The Perlman Music Program Suncoast Winter Residency opens its doors to some of the best and brightest young string instrumentalists in the world. Now in its 21st year, the program, which operates out of USF Manatee-Sarasota Campus, functions as a home away from home away from home for students of the Perlman Music Program. Founded in NY’s Shelter Island by Toby Perlman and her husband Itzhak, PMP has become a haven for string instrument prodigies from around the world, offering comprehensive instruction in a nurturing, non-competitive environment. After students, aged 12-18, have completed the 7-week summer music camp in Shelter Island, they are invited to Sarasota, where they’ll have the chance to participate in the winter residency. “This is a program that for students, if they’ve been recognized as highly talented, they’ll apply to attend Perlman from all over the world. The Perlmans and faculty sort through the performance samples and select a limited number of students each year,” says Lisa Berger, Executive Director of the Perlman Music Program Suncoast. “Kids can stay in this program until they go to college and can return every year if they’d like, which many of them do. Most of the places they come from are cold and wintery, so they just love coming down here to Sarasota and being together. There’s a lot of fun activities that we do with them, so they’re not just playing their instruments 24 hours a day.”

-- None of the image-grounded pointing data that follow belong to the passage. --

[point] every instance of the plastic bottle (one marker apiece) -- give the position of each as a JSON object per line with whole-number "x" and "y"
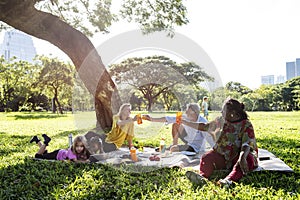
{"x": 178, "y": 117}
{"x": 162, "y": 145}
{"x": 139, "y": 119}
{"x": 70, "y": 140}
{"x": 133, "y": 154}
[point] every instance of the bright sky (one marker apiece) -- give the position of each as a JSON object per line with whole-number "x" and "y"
{"x": 245, "y": 39}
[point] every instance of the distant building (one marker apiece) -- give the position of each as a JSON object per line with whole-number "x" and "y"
{"x": 18, "y": 44}
{"x": 292, "y": 69}
{"x": 280, "y": 79}
{"x": 267, "y": 80}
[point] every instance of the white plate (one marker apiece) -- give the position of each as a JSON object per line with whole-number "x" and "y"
{"x": 188, "y": 153}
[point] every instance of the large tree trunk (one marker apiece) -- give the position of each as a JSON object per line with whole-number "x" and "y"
{"x": 22, "y": 15}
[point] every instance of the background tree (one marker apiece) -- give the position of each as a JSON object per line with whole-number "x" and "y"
{"x": 155, "y": 75}
{"x": 15, "y": 82}
{"x": 56, "y": 76}
{"x": 65, "y": 24}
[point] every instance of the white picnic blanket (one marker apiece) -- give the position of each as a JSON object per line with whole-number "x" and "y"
{"x": 267, "y": 160}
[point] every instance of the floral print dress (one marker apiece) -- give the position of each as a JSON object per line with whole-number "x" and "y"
{"x": 232, "y": 137}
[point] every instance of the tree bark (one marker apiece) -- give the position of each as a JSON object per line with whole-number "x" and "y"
{"x": 23, "y": 16}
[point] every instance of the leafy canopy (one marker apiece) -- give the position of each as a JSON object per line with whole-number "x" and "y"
{"x": 96, "y": 16}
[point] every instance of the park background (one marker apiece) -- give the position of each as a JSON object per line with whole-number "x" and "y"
{"x": 27, "y": 98}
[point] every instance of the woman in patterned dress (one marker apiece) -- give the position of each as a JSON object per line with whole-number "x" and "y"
{"x": 235, "y": 149}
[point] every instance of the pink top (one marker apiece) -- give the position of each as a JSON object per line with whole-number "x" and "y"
{"x": 65, "y": 154}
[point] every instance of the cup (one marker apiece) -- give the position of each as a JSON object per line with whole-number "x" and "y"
{"x": 139, "y": 119}
{"x": 178, "y": 117}
{"x": 133, "y": 154}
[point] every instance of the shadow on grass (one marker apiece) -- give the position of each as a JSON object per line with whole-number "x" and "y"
{"x": 36, "y": 116}
{"x": 56, "y": 180}
{"x": 288, "y": 151}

Although classical music, especially for those talented enough to make a career out of it, is an intensely competitive space, that’s not the vibe at the Suncoast Winter Residency—or any of the organization’s programs. The students, who hail from all across the globe, don’t need to be pushed. They’re some of the best young string players on the planet. What they need is an environment where they can be nurtured, stimulated and challenged. Where they can cut loose and bond with their actual peers, not just their classmates from their disparate hometowns.


Images Courtesy of Perlman Music Program Suncoast Winter Conservatory


“What happens in a concert or even in a rehearsal, is that nobody is, say, first violinist all the time,” says Berger. “Every once in a while in rehearsal, Mr. Perlman will stop and tell everybody to move around. Or even at the concert, you’ll see them move around some as well. Once they leave here, it’s all about competition, but while they’re here, it’s a very nurturing environment where everybody gets an opportunity to shine.”

That is what, for 14 days from the end of December to the beginning of January, the PMP Suncoast Winter Residency offers. With the assistance of trained staff, many currently teaching at Juilliard and the helping hand of older PMP alumni/mentors, these future concert hall maestros and first chair violinists can train to be the best that they can be. A day at the Winter Residency starts early, with individual and group lessons in USF’s classrooms. Students work on their craft, either in solo works with teachers or in quartet chamber workshops, where they learn to hone their skills with other members of the residency.

At night, after a required choral rehearsal in which the entirety of the program, both students and faculty, must partake in—the Perlmans believe that the voice is also a part of the instrument—the students rehearse. They rehearse separately and as a unit, sometimes debuting “Works in Progress” with their teachers’ approval and other times participating in instrument-specific Masterclasses. Much of the work, however, prepares students for the Celebration Concert, culminating at the end of the residency where students will display their talents for the world to see in a formal, concert setting. “We’ll have our big concert at the Sarasota Opera House, where everything they’ve been rehearsing is performed in full,” says Berger. “It’s really fun because the kids get dressed in full concert attire and get to perform as an orchestra and then as a chorus as well. And the audience just loves it, especially when you get to know the returning students who come back year after year.”

One of the perks of the Winter Residency, however, is that it doesn’t just benefit the students. For fans of classical music, the nightly “Tent Events” or orchestral, choral and solo rehearsals held over the residency are free for the public to attend. “There’ll be a couple nights where Mr. Perlman conducts the students in rehearsal in a big performance tent that we put up on the campus. Some nights he’ll conduct, other nights there will be solo student performances and other types of Masterclasses,” says Berger. “When you watch the rehearsals, he’ll pick apart the piece and work on certain movements, so it’s kind of stop and go. And when you’re in the audience watching, Mr. Perlman is wearing a microphone so you can hear everything he says to the students. He has a wonderful rapport with the kids and they just love him.”